Pour les capitaux privés, l'Ouganda représente une opportunité rare de raffinerie entièrement nouvelle, soutenue par des réserves en amont confirmées et une croissance claire de la demande intérieure à long terme. L'engagement des investisseurs dans l'IAE devrait se concentrer sur le financement syndiqué du projet, les cadres de partage des risques et les stratégies régionales d'achat qui positionnent la raffinerie comme une plaque tournante de l'approvisionnement pour l'Afrique de l'Est.
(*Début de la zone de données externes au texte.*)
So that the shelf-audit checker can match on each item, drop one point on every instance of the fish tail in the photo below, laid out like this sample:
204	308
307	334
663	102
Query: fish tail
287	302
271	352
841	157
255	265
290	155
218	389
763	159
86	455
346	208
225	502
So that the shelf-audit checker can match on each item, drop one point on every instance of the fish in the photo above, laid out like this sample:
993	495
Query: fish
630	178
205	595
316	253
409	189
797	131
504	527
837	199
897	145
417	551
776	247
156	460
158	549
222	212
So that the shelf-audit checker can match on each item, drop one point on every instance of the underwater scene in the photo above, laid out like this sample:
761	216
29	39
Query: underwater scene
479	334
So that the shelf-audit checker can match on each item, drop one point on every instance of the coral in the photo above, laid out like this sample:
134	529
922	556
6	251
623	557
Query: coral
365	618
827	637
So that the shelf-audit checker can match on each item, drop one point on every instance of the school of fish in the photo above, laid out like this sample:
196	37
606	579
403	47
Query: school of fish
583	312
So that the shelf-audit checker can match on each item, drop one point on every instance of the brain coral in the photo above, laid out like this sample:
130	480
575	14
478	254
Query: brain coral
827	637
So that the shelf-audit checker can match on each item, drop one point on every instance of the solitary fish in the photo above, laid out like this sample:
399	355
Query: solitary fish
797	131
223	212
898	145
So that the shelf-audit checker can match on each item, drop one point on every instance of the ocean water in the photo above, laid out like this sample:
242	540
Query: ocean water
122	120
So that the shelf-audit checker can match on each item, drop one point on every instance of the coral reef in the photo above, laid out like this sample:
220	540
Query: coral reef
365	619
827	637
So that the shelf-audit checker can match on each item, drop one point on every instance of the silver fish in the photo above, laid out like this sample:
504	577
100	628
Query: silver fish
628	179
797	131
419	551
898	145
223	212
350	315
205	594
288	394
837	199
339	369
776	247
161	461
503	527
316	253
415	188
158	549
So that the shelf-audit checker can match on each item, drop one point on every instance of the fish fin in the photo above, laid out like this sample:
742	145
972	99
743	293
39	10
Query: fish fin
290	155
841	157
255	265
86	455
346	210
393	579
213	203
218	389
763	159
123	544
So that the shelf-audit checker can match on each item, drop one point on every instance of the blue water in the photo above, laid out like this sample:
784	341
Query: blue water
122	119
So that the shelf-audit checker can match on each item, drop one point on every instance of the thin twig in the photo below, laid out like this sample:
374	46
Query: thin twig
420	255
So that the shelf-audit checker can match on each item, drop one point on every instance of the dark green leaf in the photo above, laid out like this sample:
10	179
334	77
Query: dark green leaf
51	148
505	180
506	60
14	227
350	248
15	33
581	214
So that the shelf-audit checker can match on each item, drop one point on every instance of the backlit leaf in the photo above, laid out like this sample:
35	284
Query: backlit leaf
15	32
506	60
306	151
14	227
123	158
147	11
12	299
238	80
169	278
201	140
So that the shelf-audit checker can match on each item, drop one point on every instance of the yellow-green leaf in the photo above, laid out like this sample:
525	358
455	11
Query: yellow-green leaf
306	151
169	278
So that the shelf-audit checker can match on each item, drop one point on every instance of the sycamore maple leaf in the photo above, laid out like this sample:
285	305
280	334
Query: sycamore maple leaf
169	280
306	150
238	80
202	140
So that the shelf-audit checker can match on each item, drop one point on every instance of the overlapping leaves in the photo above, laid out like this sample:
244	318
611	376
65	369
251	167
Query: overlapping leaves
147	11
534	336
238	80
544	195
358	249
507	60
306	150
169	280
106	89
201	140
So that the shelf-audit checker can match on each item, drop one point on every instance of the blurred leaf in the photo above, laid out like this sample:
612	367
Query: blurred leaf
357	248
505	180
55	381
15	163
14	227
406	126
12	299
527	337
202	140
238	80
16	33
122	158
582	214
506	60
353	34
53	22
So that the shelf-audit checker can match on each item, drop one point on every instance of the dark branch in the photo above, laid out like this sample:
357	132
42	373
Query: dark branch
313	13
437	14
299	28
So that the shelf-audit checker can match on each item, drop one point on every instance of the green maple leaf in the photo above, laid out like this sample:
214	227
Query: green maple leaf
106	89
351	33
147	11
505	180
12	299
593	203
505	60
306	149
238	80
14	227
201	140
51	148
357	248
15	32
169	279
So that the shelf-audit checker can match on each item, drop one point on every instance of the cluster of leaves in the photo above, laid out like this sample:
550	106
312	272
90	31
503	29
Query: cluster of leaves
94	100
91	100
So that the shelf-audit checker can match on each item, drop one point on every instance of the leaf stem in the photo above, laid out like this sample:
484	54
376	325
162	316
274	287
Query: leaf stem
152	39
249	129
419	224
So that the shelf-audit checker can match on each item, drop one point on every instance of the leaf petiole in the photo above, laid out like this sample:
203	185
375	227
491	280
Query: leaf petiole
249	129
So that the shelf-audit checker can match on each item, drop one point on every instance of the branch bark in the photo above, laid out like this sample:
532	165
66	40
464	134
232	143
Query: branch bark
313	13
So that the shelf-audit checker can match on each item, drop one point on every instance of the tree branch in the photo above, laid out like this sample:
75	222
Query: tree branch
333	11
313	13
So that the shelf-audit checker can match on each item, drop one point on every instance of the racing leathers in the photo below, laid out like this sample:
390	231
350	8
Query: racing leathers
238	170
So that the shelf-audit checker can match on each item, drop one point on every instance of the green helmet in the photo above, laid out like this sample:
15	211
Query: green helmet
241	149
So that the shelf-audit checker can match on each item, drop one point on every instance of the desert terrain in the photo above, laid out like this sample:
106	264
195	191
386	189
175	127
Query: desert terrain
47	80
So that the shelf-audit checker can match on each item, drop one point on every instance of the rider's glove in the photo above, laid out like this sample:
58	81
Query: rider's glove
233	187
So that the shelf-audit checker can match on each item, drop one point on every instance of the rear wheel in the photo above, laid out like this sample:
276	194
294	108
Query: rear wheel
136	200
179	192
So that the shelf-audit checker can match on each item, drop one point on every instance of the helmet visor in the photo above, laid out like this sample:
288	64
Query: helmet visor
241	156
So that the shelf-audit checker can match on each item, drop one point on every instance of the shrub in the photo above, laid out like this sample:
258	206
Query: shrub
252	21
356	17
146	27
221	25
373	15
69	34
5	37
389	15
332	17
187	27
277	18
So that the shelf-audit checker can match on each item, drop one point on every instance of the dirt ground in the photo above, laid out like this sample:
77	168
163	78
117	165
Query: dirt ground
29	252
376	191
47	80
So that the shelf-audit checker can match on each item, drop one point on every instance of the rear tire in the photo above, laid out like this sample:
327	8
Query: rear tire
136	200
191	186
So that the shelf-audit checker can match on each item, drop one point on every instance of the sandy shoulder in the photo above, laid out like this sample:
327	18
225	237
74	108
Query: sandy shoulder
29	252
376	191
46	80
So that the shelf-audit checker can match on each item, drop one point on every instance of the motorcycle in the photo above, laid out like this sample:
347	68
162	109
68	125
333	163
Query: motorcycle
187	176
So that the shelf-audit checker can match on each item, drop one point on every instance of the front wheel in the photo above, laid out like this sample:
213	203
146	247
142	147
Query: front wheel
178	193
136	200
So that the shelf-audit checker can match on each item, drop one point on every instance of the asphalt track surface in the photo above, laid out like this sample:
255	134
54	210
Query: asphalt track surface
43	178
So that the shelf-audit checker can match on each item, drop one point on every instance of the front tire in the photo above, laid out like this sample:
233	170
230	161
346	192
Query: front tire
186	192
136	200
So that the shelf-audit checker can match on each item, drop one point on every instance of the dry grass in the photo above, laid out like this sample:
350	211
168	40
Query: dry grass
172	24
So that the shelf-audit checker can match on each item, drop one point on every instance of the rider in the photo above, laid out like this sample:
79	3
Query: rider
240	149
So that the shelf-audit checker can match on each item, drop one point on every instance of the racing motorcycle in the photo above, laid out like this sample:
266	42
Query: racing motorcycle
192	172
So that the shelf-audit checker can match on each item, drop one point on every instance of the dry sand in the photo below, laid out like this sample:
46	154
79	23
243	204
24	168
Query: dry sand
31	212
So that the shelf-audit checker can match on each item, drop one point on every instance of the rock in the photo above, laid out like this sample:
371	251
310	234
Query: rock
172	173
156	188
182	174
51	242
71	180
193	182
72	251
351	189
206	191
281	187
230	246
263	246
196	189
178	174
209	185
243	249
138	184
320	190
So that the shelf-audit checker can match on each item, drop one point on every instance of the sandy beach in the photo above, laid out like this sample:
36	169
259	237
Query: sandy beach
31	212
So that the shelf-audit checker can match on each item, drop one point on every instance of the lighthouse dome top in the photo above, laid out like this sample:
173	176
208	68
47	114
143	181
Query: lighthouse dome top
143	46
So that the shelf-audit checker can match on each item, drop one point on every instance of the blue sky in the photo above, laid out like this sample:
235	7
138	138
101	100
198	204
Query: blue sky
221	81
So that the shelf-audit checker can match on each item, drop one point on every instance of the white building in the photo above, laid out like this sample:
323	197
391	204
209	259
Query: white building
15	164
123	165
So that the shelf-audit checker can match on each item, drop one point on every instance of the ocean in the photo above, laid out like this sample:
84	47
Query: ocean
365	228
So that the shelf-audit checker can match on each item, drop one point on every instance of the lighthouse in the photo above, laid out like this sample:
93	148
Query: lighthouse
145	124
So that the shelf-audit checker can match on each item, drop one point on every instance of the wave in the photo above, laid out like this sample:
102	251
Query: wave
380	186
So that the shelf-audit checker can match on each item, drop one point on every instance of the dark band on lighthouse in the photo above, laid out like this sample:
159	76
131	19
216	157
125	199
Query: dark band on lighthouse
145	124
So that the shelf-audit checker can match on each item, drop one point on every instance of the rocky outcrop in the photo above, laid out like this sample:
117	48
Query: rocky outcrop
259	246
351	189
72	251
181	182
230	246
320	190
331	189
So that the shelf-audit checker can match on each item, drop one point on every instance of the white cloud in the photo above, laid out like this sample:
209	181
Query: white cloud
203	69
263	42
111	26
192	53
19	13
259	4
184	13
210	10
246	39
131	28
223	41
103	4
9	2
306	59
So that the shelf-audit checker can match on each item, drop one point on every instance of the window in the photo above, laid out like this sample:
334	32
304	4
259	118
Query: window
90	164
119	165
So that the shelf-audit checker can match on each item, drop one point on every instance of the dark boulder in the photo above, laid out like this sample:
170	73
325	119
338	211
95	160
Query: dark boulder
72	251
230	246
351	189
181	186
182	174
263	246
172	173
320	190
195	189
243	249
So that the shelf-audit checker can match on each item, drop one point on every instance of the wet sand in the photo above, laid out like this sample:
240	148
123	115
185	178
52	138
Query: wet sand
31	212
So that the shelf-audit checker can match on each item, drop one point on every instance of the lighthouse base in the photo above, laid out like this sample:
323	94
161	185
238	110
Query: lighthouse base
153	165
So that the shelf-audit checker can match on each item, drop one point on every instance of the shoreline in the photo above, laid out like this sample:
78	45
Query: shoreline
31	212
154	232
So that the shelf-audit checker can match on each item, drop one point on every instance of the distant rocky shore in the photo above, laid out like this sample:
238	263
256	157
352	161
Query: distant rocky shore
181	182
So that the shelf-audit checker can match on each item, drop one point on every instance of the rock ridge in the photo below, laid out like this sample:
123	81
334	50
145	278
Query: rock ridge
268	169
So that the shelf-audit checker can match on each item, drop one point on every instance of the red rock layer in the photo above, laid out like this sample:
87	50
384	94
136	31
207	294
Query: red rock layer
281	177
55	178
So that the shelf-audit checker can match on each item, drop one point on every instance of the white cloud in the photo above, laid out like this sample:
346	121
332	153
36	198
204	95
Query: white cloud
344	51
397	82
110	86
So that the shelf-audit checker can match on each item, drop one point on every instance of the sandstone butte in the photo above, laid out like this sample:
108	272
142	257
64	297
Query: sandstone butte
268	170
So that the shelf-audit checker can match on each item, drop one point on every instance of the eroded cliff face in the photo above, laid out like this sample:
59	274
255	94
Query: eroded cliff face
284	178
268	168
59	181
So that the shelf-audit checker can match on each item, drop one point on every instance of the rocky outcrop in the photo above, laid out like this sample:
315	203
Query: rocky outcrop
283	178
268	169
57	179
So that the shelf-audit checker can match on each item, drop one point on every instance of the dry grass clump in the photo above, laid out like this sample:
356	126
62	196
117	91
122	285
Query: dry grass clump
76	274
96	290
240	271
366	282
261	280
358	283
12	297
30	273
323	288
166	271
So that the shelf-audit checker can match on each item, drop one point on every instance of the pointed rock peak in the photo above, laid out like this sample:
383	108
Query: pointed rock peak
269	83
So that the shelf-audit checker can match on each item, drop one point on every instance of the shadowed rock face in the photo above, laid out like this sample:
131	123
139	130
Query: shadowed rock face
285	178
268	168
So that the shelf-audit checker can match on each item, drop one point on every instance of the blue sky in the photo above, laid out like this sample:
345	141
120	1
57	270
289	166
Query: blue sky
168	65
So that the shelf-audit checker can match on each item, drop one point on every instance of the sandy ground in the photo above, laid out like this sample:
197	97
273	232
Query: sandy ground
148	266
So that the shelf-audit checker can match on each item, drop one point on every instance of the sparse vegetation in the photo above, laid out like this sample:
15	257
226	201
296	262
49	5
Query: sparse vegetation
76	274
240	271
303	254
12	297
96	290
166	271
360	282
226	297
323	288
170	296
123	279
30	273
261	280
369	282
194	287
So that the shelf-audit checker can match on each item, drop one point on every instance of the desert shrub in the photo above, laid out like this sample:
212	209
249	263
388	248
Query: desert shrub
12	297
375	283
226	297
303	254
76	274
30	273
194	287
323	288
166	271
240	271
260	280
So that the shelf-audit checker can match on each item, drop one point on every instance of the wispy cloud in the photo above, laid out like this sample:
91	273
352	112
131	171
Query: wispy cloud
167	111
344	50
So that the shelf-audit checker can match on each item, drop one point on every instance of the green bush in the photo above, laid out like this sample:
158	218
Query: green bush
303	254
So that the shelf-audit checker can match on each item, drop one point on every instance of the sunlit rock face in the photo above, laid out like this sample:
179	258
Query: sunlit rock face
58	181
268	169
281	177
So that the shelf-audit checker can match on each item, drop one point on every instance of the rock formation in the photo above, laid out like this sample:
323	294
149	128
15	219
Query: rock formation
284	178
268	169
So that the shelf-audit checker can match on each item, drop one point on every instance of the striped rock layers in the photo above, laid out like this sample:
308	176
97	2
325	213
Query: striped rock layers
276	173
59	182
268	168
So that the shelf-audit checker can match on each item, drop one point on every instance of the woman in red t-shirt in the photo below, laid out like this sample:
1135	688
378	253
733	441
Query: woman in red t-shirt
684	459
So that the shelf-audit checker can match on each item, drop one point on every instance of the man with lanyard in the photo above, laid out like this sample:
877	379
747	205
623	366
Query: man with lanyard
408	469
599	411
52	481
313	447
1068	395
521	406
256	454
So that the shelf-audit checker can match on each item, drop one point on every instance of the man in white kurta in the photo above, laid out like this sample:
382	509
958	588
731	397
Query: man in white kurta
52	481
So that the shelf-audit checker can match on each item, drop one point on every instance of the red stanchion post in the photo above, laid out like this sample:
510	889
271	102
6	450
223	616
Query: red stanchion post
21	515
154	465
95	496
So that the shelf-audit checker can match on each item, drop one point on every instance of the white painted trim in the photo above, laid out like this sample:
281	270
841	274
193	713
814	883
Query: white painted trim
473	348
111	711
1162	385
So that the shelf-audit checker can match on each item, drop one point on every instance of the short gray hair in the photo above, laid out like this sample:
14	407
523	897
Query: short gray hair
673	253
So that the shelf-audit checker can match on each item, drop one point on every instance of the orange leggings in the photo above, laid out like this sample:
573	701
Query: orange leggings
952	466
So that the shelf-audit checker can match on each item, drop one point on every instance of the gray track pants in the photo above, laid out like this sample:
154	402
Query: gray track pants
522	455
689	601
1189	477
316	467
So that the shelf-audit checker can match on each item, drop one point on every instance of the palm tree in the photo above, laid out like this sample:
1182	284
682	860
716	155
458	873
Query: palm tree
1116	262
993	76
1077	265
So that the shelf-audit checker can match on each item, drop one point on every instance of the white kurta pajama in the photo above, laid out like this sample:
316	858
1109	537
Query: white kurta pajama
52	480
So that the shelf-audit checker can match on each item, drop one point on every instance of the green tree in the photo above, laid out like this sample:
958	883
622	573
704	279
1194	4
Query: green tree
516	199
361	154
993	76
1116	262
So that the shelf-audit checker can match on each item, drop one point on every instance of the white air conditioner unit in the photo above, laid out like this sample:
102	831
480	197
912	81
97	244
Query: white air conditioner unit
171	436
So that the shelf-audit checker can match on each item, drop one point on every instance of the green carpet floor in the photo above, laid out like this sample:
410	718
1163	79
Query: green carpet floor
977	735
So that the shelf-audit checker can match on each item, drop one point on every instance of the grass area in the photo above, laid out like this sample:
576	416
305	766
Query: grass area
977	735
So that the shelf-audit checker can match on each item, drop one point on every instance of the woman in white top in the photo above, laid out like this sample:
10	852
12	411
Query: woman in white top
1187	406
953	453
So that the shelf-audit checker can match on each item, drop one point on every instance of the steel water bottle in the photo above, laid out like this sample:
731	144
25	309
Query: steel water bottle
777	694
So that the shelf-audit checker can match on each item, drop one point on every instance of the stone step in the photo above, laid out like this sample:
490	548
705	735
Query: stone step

Raffinerie pétrochimique de l'Atlantique, République du Congo

En République du Congo, la raffinerie pétrochimique Atlantic Petrochemical Refinery, un projet d'environ 600 millions de dollars situé près de Pointe-Noire, progresse vers sa mise en service. Les premières phases sont conçues pour traiter environ 2,5 millions de tonnes par an de carburants raffinés et de matières premières pétrochimiques telles que l'essence, le diesel, le GPL et le propylène. L'installation est développée avec des capitaux chinois et vise à réduire les importations tout en soutenant les flux d'exportation régionaux.

Pour les investisseurs, le projet représente de multiples points d'engagement : co-investissement dans la construction et l'exploitation, licences technologiques, accords d'achat structurés et accords de financement mixte qui alignent les priorités industrielles souveraines sur les rendements des capitaux privés. La raffinerie illustre également la volonté plus générale de l'Afrique centrale d'accroître ses capacités en aval et de monétiser plus efficacement les flux de gaz associés, ce qui en fait un point d'entrée stratégique pour les financiers et les partenaires industriels à la recherche d'opportunités tangibles et adossées à des actifs.